BoJ to Publish Monthly Core CPI After Official CPI Slips
Japan’s central bank (BoJ) will start publishing a “Core CPI reference indicator” every month, released at 2:00 pm on the second business day after each official CPI print. The move comes after Japan’s official core CPI fell to 1.6% y/y in February—below the 2% benchmark and the lowest in four years—while BoJ still kept its policy rate at 0.75% (no hike in the latest decision).
BoJ’s likely message is that inflation pressure may be stronger than the headline numbers suggest. Analysts argue this monthly “core CPI reference indicator” functions as justification for a hawkish stance, implying policy could tighten even if official CPI remains weak. The article notes a key argument: government energy subsidies may suppress reported CPI, while the “core CPI” excluding fresh food and energy remains around 2.5%.
Politically, the timing is read as a subtle pushback against Prime Minister Shigeru Takaichi’s preference to keep rates unchanged after meetings with BoJ Governor Kazuo Ueda. Markets are already pricing the possibility of another hike by mid-2026, potentially toward 1.0%.

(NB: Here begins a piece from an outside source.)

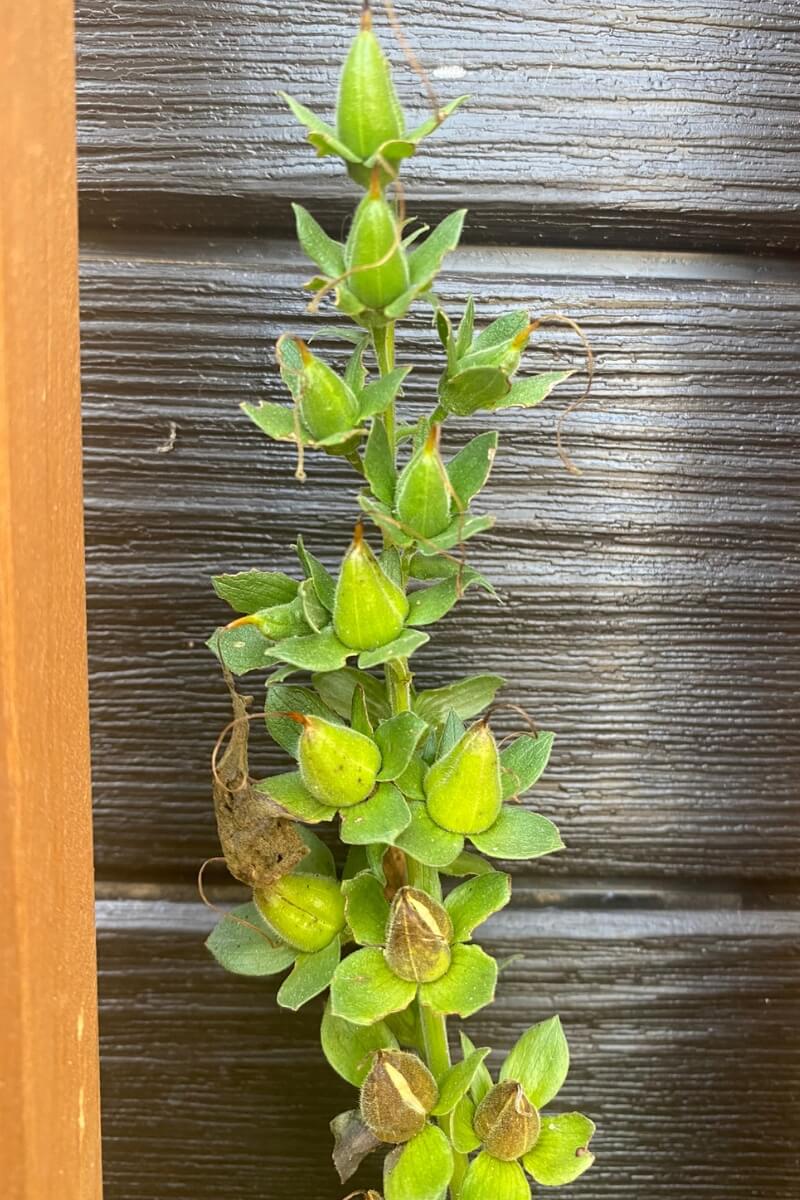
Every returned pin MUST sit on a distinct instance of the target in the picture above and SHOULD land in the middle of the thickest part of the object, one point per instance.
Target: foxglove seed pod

For traders, the “core CPI reference indicator” is a new monthly catalyst that could shift yen rates expectations and risk sentiment around carry trades.
Bearish
This is bearish for crypto primarily because it increases the probability of a hawkish BoJ path. By launching a monthly “core CPI” reference after headline inflation has fallen, the BoJ is effectively preparing the market for tighter policy (faster yen tightening / less carry-trade support). Historically, when Japan delivers hawkish surprises or adds credibility to future hikes, the yen often strengthens and global liquidity sentiment deteriorates—conditions that have typically pressured risk assets like crypto.
Short term: the new monthly data release can create repeated FX-rate repricing (yen rates expectations). That can trigger short-term risk-off moves, widening volatility and pressuring leveraged positions.
Long term: if the market increasingly believes inflation is stickier on a core basis (the article cites ~2.5% ex food/energy vs 1.6% headline core), rates could grind higher toward ~1.0% by mid-2026. A sustained higher-rate path generally reduces speculative carry demand and can dampen crypto inflows.
However, the signal is not an immediate hike—rates are still at 0.75%—so the effect may be gradual and headline-driven around each CPI print.